While playing golf today No Three Putts had a rather sad revelation. Here it is: I played the best golf of my life when I was 15 - 22 years old. As soon as I got out of college my game went right down the toilet. I got my degree and thought I was now smart enough to think about what I do on the golf course. For the last 13 years every damn shot I hit has way too much thought in it. This is how it goes. I get up to the ball and my mind says do this, but don't do that, can't forget this, but you better make sure you do that and under no circumstances do this, that or the other, blah, blah, blah... All of this thinking is horrible. Thinking is the worst thing that has ever happened to my golf game.
Let me explain. When you're young you walk up to the ball and say to yourself I need to get from here to there. That's it. A very simple but effective thought process. At that age I don't remember hitting bad shots like I do now. Yes, I made course management mistakes, but not the stupid things I do now.
Now here's the thought process going on in my head as I address the ball, swing and finally strike that damn white thing. I walk up to the ball, address it and say to myself "self, is the left foot ok? How about the right foot? Hands in place? Ok it's safe to begin the swing...the back swing begins, is my left arm on the plane I want? Wrists cock ok? Did I go back far enough? Too far? Then the down swing starts and honestly I don't know what is happening. How's my weight shifting? What's going on? Did I do this? Did I do that? Why did I take such a big divot? And finally where's the damn ball? It's where? How the heck did it go there? I was playing it here! What did I do wrong? Did anyone see what I did wrong?"

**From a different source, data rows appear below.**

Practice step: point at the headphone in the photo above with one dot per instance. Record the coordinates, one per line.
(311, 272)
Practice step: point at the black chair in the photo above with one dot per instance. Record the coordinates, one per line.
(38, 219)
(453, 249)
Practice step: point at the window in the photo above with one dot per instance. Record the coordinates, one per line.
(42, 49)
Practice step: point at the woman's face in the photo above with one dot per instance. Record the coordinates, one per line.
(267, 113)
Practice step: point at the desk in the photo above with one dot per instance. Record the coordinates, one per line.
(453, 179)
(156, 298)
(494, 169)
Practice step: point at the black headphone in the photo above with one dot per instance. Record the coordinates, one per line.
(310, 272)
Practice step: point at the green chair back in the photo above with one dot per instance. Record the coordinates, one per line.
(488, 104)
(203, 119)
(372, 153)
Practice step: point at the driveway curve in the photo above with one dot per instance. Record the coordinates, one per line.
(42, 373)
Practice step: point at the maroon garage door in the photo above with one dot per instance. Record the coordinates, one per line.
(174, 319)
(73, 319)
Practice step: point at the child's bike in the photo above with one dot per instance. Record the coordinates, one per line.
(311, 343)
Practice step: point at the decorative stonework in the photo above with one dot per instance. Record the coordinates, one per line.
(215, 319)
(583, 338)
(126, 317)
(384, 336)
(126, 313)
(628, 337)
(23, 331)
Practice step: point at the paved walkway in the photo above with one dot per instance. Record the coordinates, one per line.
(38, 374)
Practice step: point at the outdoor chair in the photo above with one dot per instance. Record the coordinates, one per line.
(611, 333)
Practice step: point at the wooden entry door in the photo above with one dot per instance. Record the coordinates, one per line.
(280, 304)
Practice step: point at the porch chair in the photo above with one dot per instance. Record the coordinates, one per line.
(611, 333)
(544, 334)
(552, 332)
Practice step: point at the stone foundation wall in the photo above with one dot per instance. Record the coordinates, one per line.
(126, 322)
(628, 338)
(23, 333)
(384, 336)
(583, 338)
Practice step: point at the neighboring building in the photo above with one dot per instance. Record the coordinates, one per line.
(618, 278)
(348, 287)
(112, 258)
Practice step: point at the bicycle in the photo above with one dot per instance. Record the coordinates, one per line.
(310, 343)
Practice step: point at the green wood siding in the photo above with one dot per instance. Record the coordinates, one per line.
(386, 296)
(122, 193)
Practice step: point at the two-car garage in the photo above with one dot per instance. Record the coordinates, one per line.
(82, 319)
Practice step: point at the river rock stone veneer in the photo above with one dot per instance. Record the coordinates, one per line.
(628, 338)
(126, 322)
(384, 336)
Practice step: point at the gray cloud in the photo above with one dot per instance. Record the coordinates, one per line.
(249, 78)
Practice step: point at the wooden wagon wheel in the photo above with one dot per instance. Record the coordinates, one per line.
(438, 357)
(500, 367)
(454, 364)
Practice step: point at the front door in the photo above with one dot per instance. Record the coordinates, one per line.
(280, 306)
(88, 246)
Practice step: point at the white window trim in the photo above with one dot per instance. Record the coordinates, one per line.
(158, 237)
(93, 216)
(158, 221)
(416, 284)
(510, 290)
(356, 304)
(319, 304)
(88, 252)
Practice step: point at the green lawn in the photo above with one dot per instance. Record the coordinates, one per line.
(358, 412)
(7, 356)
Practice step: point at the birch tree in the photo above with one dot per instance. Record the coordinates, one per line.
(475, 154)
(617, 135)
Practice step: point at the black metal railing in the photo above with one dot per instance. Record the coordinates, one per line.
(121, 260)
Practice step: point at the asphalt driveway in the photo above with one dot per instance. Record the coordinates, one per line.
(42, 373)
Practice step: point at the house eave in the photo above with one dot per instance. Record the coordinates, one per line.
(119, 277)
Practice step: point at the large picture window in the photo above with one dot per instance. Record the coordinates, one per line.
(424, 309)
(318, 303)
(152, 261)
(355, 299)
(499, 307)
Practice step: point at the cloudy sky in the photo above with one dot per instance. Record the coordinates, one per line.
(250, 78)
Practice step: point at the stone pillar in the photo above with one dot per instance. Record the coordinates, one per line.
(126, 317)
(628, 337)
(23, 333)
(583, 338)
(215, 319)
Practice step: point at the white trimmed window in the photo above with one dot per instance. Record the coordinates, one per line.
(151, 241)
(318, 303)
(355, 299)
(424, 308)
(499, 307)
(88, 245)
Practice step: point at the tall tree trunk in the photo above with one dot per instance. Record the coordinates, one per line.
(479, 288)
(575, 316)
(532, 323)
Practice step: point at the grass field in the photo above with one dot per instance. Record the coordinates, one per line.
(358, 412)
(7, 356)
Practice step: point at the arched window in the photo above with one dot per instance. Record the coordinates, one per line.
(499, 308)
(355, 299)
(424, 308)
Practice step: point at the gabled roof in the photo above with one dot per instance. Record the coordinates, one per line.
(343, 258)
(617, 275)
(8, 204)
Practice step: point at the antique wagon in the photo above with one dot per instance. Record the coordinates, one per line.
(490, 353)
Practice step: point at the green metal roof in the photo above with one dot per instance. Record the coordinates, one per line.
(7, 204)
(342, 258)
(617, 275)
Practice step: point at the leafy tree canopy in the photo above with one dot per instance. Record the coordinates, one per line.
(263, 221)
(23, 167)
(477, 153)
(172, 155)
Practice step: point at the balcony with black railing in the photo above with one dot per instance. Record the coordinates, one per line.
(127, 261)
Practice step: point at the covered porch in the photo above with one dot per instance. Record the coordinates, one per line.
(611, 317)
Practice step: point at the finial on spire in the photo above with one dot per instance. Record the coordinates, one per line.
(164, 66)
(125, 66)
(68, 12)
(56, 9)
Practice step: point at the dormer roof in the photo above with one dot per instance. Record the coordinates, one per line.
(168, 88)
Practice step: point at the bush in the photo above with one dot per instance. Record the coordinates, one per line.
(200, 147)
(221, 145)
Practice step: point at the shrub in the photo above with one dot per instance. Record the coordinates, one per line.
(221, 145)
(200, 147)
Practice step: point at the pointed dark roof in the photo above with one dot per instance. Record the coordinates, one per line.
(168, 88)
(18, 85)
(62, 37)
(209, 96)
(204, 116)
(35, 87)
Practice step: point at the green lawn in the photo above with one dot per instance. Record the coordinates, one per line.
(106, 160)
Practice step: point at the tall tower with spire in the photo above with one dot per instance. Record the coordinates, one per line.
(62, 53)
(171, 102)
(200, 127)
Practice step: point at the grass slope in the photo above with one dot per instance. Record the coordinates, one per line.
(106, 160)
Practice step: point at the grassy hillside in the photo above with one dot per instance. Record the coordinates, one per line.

I omitted about 150 other thoughts I have during this grueling and horrific experience known as a golf swing. If I could go back to my youth, before I read golf magazines, before I analyzed golf swings, before I ever thought about what I was doing, I would be a much better golfer. I know there's no going back physically, but if I figure out how to do it mentally, I'll let you know. For those of you that are curious, I shot an 84 today.